Dewan Kerajinan Nasional Daerah (Dekranasda) Provinsi Kepulauan Bangka Belitung (Babel) membangun kelompok Usaha Mikro Kecil dan Menengah (UMKM) berbasis digital guna memperluas pemasaran produk UMKM di tengah pendemi COVID-19.

"Kita menggandeng komunitas, lembaga, untuk memberi pendampingan kepada UMKM mulai dari foto produk, pembuatan konten, sampai pemasarannya, dengan memanfaatkan platform digital," kata Ketua Dekranasda Provinsi Kepulauan Babel Melati Erzaldi di Pangkalpinang, Sabtu.

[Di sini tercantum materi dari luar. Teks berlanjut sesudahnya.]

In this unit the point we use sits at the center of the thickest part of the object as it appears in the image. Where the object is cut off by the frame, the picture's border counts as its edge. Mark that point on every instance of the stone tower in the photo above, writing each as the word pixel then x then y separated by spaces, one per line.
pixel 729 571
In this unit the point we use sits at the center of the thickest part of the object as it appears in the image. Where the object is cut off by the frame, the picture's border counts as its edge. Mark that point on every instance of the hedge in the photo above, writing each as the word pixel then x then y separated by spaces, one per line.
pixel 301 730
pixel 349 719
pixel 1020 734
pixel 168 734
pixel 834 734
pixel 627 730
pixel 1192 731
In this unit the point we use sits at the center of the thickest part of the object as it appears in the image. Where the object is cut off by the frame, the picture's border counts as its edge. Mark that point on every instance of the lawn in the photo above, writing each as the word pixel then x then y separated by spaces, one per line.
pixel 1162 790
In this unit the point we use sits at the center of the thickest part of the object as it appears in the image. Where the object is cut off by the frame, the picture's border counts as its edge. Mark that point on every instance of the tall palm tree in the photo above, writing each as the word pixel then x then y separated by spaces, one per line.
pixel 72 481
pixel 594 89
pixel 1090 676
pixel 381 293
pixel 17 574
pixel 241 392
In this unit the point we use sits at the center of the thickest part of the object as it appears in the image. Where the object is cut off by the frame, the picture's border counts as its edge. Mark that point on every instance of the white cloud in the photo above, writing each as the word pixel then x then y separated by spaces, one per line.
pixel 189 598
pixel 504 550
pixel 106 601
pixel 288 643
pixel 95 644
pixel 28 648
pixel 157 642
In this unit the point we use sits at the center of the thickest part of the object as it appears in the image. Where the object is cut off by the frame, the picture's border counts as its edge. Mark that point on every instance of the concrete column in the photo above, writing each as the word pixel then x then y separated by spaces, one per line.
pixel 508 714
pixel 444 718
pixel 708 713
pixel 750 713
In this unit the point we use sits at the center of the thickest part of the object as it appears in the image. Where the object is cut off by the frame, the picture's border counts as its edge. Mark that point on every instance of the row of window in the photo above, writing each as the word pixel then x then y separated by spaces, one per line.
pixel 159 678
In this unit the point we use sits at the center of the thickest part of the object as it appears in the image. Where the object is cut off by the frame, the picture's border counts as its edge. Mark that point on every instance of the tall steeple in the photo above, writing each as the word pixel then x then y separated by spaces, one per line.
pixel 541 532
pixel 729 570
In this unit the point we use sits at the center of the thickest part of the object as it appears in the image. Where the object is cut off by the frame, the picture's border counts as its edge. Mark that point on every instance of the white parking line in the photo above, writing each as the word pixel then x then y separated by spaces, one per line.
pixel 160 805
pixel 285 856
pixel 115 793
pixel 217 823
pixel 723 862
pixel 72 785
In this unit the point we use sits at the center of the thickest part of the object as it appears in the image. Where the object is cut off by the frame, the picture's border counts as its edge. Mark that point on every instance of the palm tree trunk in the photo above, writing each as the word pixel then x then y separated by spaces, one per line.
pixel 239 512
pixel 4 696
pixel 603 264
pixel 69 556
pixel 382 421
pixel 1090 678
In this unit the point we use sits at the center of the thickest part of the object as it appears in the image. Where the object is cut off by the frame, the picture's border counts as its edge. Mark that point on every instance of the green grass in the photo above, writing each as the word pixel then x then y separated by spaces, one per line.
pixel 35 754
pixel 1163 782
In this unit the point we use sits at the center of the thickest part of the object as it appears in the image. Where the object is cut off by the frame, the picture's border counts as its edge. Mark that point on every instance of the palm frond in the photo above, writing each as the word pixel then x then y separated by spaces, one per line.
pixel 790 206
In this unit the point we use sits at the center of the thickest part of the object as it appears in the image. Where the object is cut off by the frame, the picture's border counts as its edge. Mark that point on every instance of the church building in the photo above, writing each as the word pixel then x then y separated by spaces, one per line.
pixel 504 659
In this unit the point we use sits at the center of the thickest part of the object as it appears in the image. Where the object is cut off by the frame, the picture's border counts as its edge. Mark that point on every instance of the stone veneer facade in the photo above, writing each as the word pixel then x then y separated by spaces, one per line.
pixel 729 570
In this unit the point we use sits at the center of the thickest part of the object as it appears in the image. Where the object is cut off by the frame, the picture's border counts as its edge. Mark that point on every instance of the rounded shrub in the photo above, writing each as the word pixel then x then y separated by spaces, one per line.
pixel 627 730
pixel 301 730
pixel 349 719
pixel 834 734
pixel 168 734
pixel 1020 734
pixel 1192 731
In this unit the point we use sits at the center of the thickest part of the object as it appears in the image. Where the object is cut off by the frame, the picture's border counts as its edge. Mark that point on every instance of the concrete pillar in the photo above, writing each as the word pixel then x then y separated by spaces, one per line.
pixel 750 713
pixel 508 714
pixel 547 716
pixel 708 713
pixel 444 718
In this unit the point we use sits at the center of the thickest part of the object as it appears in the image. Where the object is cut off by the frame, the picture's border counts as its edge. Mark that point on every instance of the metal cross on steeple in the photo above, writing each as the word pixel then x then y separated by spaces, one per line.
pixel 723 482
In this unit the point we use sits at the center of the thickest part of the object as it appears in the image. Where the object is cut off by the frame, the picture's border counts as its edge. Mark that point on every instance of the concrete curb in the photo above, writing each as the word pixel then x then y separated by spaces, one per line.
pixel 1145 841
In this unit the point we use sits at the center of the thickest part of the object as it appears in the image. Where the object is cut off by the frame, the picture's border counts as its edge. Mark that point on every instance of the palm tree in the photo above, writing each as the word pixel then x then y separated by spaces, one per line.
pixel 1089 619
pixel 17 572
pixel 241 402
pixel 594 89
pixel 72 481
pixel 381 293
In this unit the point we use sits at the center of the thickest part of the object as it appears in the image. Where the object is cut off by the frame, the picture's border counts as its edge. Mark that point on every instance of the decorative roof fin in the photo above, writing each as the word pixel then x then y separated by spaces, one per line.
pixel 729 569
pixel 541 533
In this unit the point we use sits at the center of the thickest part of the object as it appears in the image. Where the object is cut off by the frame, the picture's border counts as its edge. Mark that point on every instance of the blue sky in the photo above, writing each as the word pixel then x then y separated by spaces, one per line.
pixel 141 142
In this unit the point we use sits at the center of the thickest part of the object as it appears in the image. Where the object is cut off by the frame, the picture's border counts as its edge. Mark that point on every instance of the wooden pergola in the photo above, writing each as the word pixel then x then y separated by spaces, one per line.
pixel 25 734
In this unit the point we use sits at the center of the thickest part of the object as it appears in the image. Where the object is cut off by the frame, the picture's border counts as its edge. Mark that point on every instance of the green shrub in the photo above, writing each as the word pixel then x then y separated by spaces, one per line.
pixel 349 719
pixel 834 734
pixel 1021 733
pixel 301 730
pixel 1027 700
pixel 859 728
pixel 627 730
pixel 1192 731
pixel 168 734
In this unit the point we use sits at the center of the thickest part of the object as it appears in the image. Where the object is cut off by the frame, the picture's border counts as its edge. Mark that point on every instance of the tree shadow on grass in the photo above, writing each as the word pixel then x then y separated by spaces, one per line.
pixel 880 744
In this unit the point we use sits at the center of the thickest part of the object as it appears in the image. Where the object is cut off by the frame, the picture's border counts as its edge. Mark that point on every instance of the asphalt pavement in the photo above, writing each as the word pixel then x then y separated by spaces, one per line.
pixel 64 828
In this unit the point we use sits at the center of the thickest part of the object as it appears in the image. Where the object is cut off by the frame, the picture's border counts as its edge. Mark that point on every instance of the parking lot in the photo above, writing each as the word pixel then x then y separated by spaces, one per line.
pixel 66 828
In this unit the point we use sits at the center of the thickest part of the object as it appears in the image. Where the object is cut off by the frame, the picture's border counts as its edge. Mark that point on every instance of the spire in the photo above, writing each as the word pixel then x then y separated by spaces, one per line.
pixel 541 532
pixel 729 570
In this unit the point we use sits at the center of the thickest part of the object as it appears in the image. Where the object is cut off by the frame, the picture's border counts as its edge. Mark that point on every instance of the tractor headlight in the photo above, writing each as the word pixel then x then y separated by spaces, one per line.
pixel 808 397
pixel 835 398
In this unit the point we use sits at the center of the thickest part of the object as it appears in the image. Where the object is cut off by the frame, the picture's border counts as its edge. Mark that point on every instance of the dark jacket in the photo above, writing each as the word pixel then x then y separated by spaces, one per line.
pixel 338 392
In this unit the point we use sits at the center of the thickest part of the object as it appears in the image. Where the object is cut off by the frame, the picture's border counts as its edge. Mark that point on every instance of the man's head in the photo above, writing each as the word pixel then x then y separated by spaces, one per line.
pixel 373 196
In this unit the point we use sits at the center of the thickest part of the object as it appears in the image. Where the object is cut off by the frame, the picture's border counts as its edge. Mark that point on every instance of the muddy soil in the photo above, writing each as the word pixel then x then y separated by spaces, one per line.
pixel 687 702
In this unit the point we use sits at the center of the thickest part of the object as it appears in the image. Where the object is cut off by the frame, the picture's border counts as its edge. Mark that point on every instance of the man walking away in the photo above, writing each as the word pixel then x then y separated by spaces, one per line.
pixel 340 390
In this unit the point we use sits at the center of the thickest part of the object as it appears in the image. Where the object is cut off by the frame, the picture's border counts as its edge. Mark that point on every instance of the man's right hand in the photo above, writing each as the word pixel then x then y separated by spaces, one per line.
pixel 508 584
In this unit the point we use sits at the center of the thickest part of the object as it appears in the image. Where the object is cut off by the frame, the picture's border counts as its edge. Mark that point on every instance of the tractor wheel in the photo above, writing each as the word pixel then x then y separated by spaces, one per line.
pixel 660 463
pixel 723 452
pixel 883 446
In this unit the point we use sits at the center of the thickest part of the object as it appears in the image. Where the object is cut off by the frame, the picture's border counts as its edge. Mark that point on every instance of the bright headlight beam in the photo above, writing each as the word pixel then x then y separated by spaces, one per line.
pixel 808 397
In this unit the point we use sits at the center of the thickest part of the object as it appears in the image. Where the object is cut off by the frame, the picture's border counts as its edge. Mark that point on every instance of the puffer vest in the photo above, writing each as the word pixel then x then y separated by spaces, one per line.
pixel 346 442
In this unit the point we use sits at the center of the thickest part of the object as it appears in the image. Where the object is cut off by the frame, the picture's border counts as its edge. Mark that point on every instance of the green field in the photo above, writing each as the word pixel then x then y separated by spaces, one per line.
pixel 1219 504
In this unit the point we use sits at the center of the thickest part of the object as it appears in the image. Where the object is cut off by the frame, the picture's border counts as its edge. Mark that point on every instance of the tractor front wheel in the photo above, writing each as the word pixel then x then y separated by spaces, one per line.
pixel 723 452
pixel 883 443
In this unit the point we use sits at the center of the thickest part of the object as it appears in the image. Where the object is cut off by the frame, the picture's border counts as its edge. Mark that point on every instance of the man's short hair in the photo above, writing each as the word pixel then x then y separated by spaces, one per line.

Ia mengatakan perubahan zaman memaksa semua sektor mau tidak mau menggunakan platform digital. Oleh karena itu saat ini Dekranasda terus mendorong UMKM untuk memanfaatkan platform digital ini guna menumbuhkan perekonomian masyarakat di tengah pendemi COVID-19 ini.

"Masih banyak UMKM, khususnya di Babel, yang belum memanfaatkan platform digital untuk memasarkan produknya dan di Babel sendiri kita ada lembaga non-profit ICSB, Babel Academy, Babel Creathorium," ujarnya.

Menurut dia, pembentukan ekosistem UMKM belum terkondisi dalam memanfaatkan teknologi digital dan bersaing di pasar global. Oleh karena itu, UMKM Babel perlu dibekali dengan kreativitas dalam meningkatkan kualitas produk, jangkauan pemasaran, permodalan, dan manajemen.

"Untuk memperkuat ekosistem digital, kita juga mendorong anak-anak milenial bergabung dalam komunitas dan lembaga untuk mendedikasikan dirinya memajukan UMKM di daerah ini," katanya.

Ia menambahkan anak-anak milenial ini merupakan perpanjangan tangan pemerintah untuk merangkul UMKM.

"Untuk sampai ke situ, tentu saja dasarnya tetap pada digitalisasi UMKM. Di sinilah kolaborasi semua unsur diperlukan, baik pemerintah, lembaga/komunitas, dan pelaku UMKM sendiri," ungkapnya.